The cms-pipelines crate implements Hartmann pipelines – the VM/CMS mechanism for composing data transformations as a series of stages connected by pipes.

Pipeline Syntax

Pipelines are invoked with the PIPE command. Stages are separated by |:

PIPE literal Hello world | console
PIPE literal abc | locate /b/ | console
PIPE literal secret | nlocate /secret/ | console

Each stage reads records from its input, processes them, and writes records to its output. The first stage in a pipeline is a source (no input); the last is typically a sink.

Built-in Stages

StagePurpose
literalEmits its argument as a single output record
consoleWrites each input record to console output
locatePasses records containing a given string
nlocatePasses records NOT containing a given string

The Stage trait can be implemented to add custom stages.

Two-Pass Executor

The pipeline executor runs in two passes:

  1. Initialize – Each stage is created and connected to its neighbors via input/output channels.
  2. Process + Finish – Records flow through the pipeline.
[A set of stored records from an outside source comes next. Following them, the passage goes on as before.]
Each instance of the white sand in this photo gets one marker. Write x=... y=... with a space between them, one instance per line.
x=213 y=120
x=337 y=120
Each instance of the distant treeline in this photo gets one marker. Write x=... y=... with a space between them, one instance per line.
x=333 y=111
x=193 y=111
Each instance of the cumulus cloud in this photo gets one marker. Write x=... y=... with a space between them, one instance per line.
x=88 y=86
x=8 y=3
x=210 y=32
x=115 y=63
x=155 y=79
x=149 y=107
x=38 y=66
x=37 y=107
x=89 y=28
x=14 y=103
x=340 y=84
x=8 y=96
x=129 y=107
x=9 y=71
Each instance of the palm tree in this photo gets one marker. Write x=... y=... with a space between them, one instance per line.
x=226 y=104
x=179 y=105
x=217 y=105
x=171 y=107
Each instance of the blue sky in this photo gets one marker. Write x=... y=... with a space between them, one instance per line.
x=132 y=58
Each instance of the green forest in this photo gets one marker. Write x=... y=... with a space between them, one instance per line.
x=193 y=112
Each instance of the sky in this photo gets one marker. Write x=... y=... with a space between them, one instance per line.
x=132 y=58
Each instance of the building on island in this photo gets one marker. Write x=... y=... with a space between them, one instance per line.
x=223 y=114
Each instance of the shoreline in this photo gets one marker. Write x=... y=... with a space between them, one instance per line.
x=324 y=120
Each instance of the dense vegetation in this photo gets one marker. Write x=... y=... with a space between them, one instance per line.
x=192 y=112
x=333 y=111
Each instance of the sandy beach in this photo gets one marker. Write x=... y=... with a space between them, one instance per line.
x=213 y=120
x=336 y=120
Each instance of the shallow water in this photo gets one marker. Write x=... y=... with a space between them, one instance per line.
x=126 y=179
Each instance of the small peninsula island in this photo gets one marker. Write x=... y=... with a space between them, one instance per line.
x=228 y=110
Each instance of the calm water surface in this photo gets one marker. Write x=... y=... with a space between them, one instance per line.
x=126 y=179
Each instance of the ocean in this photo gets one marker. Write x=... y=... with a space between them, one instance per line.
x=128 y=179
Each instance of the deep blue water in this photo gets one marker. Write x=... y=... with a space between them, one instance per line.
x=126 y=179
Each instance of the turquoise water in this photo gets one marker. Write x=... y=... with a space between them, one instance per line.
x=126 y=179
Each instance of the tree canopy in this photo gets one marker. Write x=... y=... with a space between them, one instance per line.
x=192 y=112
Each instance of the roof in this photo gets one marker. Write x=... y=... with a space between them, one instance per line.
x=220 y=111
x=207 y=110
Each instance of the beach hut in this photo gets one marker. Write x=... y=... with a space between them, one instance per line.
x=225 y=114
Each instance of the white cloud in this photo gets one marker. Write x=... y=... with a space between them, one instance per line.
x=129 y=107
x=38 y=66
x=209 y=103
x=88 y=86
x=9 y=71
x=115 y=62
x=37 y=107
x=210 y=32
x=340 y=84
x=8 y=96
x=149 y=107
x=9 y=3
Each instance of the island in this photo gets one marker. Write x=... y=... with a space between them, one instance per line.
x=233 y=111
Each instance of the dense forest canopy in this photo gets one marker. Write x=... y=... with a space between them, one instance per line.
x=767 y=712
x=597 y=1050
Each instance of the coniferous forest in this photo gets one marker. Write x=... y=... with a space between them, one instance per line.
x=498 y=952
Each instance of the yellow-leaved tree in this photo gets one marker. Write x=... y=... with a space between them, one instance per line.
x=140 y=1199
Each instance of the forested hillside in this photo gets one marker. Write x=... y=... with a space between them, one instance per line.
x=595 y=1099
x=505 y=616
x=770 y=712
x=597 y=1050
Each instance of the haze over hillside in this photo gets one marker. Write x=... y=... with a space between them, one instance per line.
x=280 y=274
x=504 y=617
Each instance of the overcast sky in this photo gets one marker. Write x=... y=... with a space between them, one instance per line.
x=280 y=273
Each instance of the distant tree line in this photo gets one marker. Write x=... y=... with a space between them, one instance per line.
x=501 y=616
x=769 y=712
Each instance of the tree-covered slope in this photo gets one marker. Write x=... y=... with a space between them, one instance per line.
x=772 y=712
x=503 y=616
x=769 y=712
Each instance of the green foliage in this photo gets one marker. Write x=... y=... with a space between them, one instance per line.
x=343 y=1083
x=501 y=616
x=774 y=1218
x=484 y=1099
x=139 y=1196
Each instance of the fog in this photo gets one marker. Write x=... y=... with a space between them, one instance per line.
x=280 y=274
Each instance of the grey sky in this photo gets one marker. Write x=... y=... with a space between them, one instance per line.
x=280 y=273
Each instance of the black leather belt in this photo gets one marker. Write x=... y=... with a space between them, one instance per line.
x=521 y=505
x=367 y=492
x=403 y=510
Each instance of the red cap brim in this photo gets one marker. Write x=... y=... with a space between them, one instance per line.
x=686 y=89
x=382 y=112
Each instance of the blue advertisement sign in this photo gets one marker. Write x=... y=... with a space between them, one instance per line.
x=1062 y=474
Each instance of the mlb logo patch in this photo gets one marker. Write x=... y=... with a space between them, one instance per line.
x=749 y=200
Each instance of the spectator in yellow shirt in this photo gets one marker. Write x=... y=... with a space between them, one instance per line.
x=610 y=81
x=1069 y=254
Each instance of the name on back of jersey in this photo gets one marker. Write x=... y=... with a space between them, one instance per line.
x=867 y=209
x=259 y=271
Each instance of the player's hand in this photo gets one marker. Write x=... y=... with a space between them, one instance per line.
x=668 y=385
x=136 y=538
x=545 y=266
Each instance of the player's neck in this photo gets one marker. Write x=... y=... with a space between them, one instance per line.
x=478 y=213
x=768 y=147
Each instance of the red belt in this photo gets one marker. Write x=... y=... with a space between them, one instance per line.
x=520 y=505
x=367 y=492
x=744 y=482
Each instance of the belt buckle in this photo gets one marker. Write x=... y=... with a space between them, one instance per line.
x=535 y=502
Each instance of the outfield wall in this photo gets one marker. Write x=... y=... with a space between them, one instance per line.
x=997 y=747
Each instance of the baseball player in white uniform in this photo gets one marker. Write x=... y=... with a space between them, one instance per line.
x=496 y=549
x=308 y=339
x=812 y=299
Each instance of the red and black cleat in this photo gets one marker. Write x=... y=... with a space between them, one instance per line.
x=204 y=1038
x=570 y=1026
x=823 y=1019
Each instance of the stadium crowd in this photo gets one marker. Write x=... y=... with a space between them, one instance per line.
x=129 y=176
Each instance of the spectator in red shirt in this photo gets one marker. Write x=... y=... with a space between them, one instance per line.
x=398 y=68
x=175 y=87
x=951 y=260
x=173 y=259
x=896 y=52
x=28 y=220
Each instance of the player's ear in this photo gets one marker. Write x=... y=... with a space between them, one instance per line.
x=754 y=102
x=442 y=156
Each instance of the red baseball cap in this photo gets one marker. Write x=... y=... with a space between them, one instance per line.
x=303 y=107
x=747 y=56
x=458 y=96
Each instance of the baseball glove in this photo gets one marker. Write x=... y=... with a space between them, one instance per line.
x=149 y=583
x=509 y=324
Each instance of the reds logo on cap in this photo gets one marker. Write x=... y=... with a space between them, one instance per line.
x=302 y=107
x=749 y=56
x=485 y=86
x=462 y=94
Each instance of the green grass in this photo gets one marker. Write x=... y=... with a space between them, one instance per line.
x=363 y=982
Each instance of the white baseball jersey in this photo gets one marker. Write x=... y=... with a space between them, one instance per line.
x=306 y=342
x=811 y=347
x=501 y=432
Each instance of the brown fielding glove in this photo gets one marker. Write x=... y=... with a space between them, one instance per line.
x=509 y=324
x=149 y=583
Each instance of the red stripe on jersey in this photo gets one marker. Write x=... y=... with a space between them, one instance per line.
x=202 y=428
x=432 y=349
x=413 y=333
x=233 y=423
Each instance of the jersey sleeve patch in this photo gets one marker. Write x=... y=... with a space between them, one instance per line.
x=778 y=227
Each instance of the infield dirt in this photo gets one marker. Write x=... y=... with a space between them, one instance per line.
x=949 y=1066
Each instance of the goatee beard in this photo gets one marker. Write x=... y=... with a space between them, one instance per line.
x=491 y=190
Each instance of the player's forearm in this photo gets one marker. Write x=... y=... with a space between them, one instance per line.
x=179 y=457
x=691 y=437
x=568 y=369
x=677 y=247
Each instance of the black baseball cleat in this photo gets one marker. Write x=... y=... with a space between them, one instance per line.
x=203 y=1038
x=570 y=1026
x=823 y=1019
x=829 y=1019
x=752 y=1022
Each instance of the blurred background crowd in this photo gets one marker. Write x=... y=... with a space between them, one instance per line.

Each stage processes input records and produces output. When the source is exhausted, stages receive a finish signal to flush any buffered state.

Multi-Stream Support

Stages can produce output on primary and secondary streams. The return code from a stage determines which output stream receives the record:

RCMeaning
0Record written to primary output
4Record written to secondary output (e.g., non-matching in locate)
12End of stage processing

This allows filter stages like locate to split matching and non-matching records into separate streams.

Return Codes

Pipeline execution follows CMS conventions:

RCMeaning
0Pipeline completed successfully
24Syntax error or empty pipeline specification
28Stage not found
32Pipeline execution error

Integration with CMS

The pipeline subsystem is wired into cms-core’s CommandProcessor through the ExtCommandHandler trait. When a command starts with PIPE, the extension handler strips the prefix and passes the rest to run_pipe(). Results (return code and output messages) are returned through the standard command result path.